With a great deal of tinkering and experimentation, Blondie and I have worked out a pretty damn good home-made pizza, starting with this lovely crust recipe, taken from a recipe for deep-dish Chicago pizza in Cuisine at Home Issue #53 (p.8)
Combine and proof (let sit until foamy)
¾ cup warm water
1 T sugar
1 pkg or 2 ¼ t dry yeast
2 T olive oil
Blondie usually adds a couple of T’s of chopped fresh or dried herbs to this: cilantro, rosemary, oregano, garlic to the yeast mixture. It gives the crust a certain oomph.

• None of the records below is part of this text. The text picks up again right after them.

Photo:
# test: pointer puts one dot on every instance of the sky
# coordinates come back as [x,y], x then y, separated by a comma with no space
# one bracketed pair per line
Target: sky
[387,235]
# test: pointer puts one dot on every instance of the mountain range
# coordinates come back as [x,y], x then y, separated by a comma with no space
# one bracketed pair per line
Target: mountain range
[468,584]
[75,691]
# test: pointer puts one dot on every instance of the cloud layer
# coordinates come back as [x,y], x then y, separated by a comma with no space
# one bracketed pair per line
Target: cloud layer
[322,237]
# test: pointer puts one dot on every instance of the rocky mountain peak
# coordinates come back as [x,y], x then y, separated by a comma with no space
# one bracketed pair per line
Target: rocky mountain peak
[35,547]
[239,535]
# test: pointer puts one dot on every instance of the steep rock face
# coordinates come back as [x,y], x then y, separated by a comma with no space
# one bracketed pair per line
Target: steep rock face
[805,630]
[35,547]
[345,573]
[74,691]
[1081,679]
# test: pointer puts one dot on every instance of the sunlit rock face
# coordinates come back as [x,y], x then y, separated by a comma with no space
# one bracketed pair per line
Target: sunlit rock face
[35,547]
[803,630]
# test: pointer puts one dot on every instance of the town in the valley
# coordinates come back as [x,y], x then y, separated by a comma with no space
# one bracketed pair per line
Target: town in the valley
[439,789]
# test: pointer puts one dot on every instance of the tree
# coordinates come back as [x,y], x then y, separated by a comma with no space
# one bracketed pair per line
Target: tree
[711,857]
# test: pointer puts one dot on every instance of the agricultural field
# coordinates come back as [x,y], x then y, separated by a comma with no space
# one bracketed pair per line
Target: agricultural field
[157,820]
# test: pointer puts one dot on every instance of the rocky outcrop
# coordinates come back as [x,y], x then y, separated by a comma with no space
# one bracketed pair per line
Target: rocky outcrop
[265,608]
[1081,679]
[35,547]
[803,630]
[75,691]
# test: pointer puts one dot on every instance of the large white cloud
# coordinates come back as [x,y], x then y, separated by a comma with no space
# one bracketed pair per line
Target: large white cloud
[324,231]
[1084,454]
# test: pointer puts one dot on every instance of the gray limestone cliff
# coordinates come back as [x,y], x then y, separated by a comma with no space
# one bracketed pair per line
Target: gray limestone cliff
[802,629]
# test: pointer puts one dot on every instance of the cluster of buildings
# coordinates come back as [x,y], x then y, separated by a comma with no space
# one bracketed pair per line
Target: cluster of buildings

In the bowl of a stand mixer, combine:
2 cups all purpose flour (We use King Arthur bread flour)
1/3 cup yellow cornmeal
2 t kosher salt
Add the yeast mixture and knead on low speed for 10 minutes, or until smooth. Form into a ball and place in a lightly oiled bowl, turning once to cover with oil. Cover with plastic wrap and let rise until doubled, about 1 hour. Punch down, roll into a ball again, return to bowl, cover and let rise again for another hour.
This makes enough dough for two 16-inch thin-crust pizzas or 2 9-10 inch deep-crust pizzas made in an iron skillet. (We have one of those patent pizza pans, with tiny holes drilled through. This would also work on a pizza stone.)The trick is to roll out the dough, and pre-bake for about 10 minutes in a 450 degree oven, on the bottom shelf. The other trick is to cover the baked dough with thin slices of mozzarella cheese (the original deep-dish recipe calls for a layer of very thin sliced deli ham) to keep the crust from getting all soggy. When the baked crust is lightly brown, take it out of the oven, and cover it with the insulating layer of cheese. Then, spread out about a cup of good bottled marinara sauce (Newmans’ is excellent!) over the top of each pizza— not to much, it will overflow, or make the crust soggy. Top with all the various toppings that you favor: thin-sliced onions, mushrooms, cooked crumbled sausage, pepperoni, etc. Don’t pile on too much, this will have to cook through, in a hot oven in a very short time. Top with shredded mozzarella, and sprinkles of whatever extra herbs you may like, but with the herbs in the dough, additions are not necessary. Bake again, in the 450 degree oven until cheese is just lightly melted.
(The dough can also be frozen, and thawed again, if you don’t have a need for two pizzas.)